The old man continues...

I was on my way to a party thrown by the editor of a local newspaper, who lived in a large Victorian manse – crumbling a bit, with a portico and balustrades, plinths and statues. Catholic family, used to be posh but struggling to keep it all together – I think perhaps the party was a big family effort, their once-a-year attempt to stamp some order on a place beyond their energies or bank balance. The terraced garden fell in folds to the riverbank. I remember a row of weeping willows, and yellow roses in full bloom. Old English, probably.
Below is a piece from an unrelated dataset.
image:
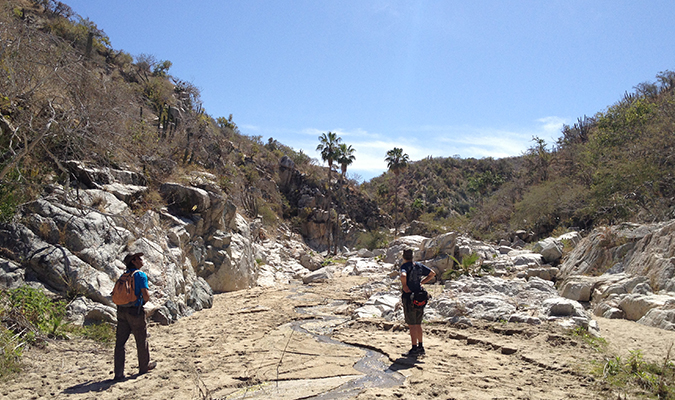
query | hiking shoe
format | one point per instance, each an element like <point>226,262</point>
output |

We were coming to the end of a long hot summer, and when I arrived the event was in full swing. Butterflies and silky insects shone in the air around us. This was about thirty years ago, so most of the people were formally dressed – the men in white shirts and grey slacks, many with ties… most of the women in print dresses, with pastel patterns or flower designs. Diaphanous in that light – quite exciting for a young man. People were in motion everywhere – moving between groups, forming into clusters then disbanding, veering erratically from one centre of attraction to the next.

Tom grips his glass and contemplates the party on the lawn. He thinks of water coming to the boil, atoms becoming more and more volatile under the influence of heat. The people on the lawn are over-excited atoms, coming to the boil under the influence of alcohol. Tom hates parties and leaves them as soon as he can. People became unpredictable, ungovernable. He seemed to bore them. Standing with his back to a pillar or a wall, he'd await a darting visit, try hard to be interesting, then watch crestfallen as the visitor darted away again without probing him for his meagre nectar. What did they feed off? They perplexed him. He eavesdropped on conversations, hoping to pick up some know-how, but the conversations seemed trivial and vapid. Perhaps it was the delivery and presentation that counted. He should giggle and wiggle his eyes around, perhaps. He couldn't be bothered any more, didn't even try.